Measuring particulate matter involves quantifying the concentration of fine inhalable particles in the air, expressed as the count per cubic centimeter. This measurement is specific to the size of the particles with pm 1, pm 2.5, pm 4, and pm 10, representing diameters ranging from 0.3 to 1 um, 0.3 to 2.5 um, 0.3 to 4 um, and 0.3 to 10 um, respectively. Some common sources of PM10 include dust from roads, farms, dry riverbeds, construction sites, and mines.

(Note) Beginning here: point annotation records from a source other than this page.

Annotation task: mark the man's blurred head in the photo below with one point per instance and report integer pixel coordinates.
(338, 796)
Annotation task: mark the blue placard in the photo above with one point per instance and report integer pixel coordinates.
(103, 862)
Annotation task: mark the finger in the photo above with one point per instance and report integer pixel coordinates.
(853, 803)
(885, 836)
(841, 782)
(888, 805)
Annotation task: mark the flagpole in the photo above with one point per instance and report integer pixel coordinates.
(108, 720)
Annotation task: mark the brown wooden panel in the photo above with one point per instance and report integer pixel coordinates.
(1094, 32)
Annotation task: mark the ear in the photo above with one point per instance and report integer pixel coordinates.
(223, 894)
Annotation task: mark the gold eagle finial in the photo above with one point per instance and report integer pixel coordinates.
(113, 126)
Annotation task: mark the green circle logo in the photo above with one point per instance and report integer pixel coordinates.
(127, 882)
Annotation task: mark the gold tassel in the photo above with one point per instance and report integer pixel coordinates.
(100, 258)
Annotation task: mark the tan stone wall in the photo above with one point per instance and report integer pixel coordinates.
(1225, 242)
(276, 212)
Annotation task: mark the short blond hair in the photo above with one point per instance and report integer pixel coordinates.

Here is a document describing the SEN55 particle matter, temperature, humidity, VOC and NOx sensors.

Temperature (temp)

Temperature quantifies the level of warmth or coolness within a substance or surroundings. The environmental sensor measures the ambient temperature of its surroundings, typically reported in degrees celsius.

Humidity (hum)

Humidity indicates the amount of water vapor in the air, reflecting an environment's moisture level. The measured variable is relative humidity, expressed as a percentage, which indicates the current amount of water vapor compared to the maximum it can hold at that temperature. A relative humidity of 100% indicates that the air is fully saturated and cannot hold any more moisture.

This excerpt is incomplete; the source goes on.